The crowd cheered again and again, as all twelve horns sounded, and they rushed in, crowding Erec, embracing. He stood there, exhausted, depleted of energy, and yet relieved and happy to be so embraced, so loved, by his people. Alistair rushed forward through the crowd, and he embraced her.

He had won. Finally, he would be King.

CHAPTER TWENTY-NINE

Gwendolyn stood in Tirus’s former fort and looked out over his former courtyard, at the swinging body of Tirus’s son, Falus. He hung by a noose from his neck in the city’s center, dozens of Upper Islanders, citizens who did not protest the rebellion, standing below, looking up, gawking. Gwen was glad that they were; she wanted to send them all a message.
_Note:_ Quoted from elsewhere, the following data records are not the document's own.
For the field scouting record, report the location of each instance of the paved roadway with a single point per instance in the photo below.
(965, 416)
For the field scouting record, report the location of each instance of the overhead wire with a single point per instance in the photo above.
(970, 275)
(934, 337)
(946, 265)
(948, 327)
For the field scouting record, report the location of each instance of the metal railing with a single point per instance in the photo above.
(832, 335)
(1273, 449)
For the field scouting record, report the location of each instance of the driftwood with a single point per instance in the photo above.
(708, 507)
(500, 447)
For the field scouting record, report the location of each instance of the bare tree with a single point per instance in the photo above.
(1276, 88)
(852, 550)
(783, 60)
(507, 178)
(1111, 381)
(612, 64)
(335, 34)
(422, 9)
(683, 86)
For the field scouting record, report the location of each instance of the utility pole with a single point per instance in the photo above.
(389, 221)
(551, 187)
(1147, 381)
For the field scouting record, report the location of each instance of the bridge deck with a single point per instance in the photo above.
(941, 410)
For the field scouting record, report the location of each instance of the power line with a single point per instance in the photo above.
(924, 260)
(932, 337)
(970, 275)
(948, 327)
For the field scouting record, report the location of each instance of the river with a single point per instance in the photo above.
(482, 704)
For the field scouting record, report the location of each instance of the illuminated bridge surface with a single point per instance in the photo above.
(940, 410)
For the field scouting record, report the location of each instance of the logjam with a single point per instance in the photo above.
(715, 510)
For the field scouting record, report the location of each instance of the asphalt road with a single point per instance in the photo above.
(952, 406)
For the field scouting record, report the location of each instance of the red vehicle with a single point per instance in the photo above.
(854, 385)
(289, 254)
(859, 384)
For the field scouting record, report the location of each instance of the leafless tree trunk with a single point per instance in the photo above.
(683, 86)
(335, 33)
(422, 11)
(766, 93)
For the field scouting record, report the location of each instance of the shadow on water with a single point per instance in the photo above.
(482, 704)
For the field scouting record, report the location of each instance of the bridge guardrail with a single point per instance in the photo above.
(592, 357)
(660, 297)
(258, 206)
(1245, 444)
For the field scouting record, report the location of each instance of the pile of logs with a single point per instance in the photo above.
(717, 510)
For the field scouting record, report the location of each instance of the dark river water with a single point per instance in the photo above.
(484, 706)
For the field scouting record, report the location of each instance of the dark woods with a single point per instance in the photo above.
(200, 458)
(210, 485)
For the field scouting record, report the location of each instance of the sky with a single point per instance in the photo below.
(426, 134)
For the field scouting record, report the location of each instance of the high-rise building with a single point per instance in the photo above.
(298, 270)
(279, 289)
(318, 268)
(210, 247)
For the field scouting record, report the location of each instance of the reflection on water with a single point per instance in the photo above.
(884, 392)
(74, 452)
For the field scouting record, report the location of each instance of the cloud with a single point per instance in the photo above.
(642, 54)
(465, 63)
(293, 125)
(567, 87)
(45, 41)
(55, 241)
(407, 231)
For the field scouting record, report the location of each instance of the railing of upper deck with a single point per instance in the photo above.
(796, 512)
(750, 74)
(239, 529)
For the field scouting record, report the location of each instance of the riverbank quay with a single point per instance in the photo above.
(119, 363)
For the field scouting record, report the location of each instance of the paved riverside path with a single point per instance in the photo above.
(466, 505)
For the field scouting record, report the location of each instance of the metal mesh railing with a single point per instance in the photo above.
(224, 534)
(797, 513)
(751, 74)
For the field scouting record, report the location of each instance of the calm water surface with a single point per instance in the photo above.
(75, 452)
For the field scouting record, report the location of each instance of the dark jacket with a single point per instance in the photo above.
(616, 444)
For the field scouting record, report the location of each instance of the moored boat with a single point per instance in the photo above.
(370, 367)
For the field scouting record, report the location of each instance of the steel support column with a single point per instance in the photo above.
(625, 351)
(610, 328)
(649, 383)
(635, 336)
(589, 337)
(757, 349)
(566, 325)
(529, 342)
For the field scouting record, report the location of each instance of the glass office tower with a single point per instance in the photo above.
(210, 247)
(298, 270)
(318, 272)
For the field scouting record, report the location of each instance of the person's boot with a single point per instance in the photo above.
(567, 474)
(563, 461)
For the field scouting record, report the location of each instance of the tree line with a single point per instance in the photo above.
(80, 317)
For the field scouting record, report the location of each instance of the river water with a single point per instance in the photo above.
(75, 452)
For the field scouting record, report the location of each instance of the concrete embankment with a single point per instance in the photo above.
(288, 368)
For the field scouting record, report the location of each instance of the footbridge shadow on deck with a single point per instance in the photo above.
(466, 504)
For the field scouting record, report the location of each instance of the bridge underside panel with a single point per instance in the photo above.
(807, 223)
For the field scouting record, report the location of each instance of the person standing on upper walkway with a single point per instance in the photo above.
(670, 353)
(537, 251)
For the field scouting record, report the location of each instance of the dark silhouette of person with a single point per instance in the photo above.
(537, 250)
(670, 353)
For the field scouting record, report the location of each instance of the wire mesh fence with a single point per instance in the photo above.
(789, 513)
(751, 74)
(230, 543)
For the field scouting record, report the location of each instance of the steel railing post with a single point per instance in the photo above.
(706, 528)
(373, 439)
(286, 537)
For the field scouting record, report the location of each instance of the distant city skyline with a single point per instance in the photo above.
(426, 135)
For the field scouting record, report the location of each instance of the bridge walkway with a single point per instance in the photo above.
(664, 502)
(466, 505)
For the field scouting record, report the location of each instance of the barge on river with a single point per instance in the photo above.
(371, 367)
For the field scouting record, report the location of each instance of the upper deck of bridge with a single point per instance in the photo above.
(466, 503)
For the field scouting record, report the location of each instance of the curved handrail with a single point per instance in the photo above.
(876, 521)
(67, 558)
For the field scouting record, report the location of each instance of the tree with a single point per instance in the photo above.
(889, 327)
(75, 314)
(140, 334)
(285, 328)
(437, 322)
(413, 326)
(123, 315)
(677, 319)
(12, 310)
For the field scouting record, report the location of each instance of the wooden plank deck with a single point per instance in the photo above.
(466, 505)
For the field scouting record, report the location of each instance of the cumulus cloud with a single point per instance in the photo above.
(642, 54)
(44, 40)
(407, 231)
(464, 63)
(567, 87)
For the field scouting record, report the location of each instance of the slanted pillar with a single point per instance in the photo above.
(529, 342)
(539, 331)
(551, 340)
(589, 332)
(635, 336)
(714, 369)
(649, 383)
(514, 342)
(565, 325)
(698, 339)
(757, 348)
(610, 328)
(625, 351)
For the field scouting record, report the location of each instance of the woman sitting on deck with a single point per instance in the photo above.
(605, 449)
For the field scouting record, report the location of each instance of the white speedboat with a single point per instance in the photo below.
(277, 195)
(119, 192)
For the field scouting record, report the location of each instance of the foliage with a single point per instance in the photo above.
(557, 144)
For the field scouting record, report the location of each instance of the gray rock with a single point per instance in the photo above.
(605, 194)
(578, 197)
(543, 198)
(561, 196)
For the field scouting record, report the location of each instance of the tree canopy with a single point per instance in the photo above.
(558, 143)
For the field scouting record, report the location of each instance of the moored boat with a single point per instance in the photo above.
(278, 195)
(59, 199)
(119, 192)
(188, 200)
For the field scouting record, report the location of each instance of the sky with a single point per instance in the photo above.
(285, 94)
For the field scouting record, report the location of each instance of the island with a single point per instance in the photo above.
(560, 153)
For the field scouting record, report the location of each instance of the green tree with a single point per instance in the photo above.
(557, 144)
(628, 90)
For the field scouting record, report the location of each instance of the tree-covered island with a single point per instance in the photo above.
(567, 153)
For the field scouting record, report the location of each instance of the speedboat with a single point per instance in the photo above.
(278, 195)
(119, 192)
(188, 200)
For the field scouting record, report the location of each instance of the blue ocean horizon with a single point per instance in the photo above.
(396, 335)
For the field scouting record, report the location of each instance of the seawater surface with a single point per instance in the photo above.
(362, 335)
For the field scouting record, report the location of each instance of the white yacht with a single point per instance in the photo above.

Falus represented the last of the rebellious offspring of Tirus’s family, the last of the people Gwen had executed as she had rounded up all surviving rebels here on the Upper Isles. As she watched his body swing, she realized she should have rounded them all up—especially Tirus—long ago. She had been a young and naïve ruler, she realized, putting too much stock in the hope for peace. For way too long she had given Tirus too many chances to survive. She had tried to avoid conflict at all costs—but in doing so, she realized, she had ultimately only generated more conflict. She should have acted boldly and ruthlessly from the start.